The Black Hornet racecar at the I-76 Speedway; designed by the M12

Last week we discussed Richard Saxton, a Colorado-based artist whose work considers the intersections of artistic and community practice across a number of mediums: design, architecture, photography and sculpture. Today we'd like to continue to investigate the idea of "the vernacular" in  modern art by focusing on the M12, a collective of artists who emerged from The Municipal Workshop group Mr. Saxton helped to organize. 

Here's how this "community resource for evolutionary thinking" describes its place within rural America and contemporary art:
The mission of M12 is to plan and execute new projects in the realm of contemporary public art, to facilitate creative research regarding public art making, and to promote and facilitate public art as a vehicle for exploring community identity, contemporary issues, and the creative process. We seek to engage communities and individuals in the exploration of art through exhibitions, residency programs, educational programming, and collaborative visual arts projects. M12 has a particular interest in the rural landscape and the agrarian tradition, and often develops projects that engage, celebrate, and explore the value of these often under-represented communities.
What's profoundly inspiring about the work of the M12 is the way in which these artists are able to merge both a responsibility to local communities and a responsibility to their medium While locating much of their work in areas outside of urban attention, these artists are still pushing at the conventional assumptions of what public art can articulate and achieve.

The collective's site contains many examples of this kind of innovative thinking, as seen above in the Black Hornet project, a racecar the M12 developed to "engage the regional landscape and community of the Eastern Colorado High Plains;" the car raced every Saturday of the season at the I-76 Speedway in Fort Morgan, Colorado. While many visual artists can depict NASCAR and American motor sports from a critical (and often ironic) distance, the M12 has actually engaged with this community.

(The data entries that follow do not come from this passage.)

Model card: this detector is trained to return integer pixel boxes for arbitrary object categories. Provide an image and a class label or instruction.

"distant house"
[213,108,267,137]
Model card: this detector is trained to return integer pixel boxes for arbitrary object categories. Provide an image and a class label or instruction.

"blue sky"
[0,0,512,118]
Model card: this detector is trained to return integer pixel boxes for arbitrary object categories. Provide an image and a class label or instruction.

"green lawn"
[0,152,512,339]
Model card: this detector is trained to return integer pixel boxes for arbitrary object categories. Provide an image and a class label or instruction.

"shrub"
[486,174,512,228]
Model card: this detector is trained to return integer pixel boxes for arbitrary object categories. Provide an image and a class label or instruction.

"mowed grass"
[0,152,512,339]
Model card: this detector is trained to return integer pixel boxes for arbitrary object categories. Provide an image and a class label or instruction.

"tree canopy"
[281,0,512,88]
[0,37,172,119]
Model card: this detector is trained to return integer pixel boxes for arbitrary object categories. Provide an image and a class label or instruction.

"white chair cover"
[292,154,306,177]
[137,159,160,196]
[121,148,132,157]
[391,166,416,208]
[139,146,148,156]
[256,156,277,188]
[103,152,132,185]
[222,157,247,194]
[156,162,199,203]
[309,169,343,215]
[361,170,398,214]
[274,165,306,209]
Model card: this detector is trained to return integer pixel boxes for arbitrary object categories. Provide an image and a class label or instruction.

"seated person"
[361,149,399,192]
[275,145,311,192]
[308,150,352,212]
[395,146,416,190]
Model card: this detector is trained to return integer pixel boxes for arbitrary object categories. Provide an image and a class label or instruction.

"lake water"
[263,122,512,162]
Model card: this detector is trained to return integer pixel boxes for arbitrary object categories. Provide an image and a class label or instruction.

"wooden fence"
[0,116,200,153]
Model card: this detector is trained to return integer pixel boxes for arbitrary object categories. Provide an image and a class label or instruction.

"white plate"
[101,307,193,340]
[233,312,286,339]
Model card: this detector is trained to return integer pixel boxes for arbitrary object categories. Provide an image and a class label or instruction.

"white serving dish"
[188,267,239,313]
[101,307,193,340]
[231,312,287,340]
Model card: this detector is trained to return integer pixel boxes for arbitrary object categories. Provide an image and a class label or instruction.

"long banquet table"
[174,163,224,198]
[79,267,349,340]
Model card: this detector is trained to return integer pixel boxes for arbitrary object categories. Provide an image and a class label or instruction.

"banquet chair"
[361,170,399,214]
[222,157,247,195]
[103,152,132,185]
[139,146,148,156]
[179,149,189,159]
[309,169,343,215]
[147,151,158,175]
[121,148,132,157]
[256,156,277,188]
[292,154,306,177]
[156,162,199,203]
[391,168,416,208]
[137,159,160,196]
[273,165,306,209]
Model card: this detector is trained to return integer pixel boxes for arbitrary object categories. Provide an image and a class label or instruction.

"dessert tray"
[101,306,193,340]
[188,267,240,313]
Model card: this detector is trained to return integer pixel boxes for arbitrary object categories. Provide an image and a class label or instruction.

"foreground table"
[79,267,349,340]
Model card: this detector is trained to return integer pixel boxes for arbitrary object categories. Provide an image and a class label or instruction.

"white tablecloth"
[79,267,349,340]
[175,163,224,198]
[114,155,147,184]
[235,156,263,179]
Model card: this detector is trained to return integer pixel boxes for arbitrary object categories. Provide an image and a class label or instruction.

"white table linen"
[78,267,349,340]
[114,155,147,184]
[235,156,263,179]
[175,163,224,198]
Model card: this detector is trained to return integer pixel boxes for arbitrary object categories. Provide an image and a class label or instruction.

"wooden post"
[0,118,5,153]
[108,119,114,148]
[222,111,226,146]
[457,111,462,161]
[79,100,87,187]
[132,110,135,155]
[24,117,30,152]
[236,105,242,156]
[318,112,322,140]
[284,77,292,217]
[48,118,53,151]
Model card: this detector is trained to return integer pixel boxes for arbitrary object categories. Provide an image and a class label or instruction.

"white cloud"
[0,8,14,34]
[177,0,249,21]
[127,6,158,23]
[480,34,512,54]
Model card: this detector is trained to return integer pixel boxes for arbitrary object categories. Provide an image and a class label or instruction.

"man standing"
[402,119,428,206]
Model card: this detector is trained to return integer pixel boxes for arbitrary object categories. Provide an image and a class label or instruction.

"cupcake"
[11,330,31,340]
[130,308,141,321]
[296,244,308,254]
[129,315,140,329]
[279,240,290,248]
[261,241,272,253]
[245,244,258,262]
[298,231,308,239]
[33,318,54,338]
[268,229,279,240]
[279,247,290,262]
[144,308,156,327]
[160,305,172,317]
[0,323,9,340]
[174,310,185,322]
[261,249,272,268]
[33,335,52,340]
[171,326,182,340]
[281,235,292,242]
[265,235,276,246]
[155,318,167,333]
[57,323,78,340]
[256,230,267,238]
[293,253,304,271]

The Campito is another exciting project that goes onto a terrain that many contemporary artists only consider from a distance. Here, the group has redesigned the traditional sheep wagon of the West, and--still within an condensed space--offered a portable living quarters that contains solar panels, a composting toilet and a portable garden (among many other features). The M12 sees in this commonplace structure an opportunity to assess a region's connections both to their place and their history:
The project as a whole looks to stimulate community dialogue about the campito and larger subjects inherently tied to its present day reality; heritage of the American West, contemporary agriculture and food production, globalization, immigration, workers rights, and federal policies and practices. The project fuses contemporary, historical and geographical knowledge with the intention of putting it to use on the future Western American landscape.
This fusion of "contemporary, historical and geographical knowledge" can be viewed in much greater detail on the M12's website, which is also featuring their Prairie Module--a gorgeous geometric public art structure that is powered by solar panels. Currently installed in Indianapolis, the M12 tells us these Module is "the first public art installation to return solar power to the electrical grid."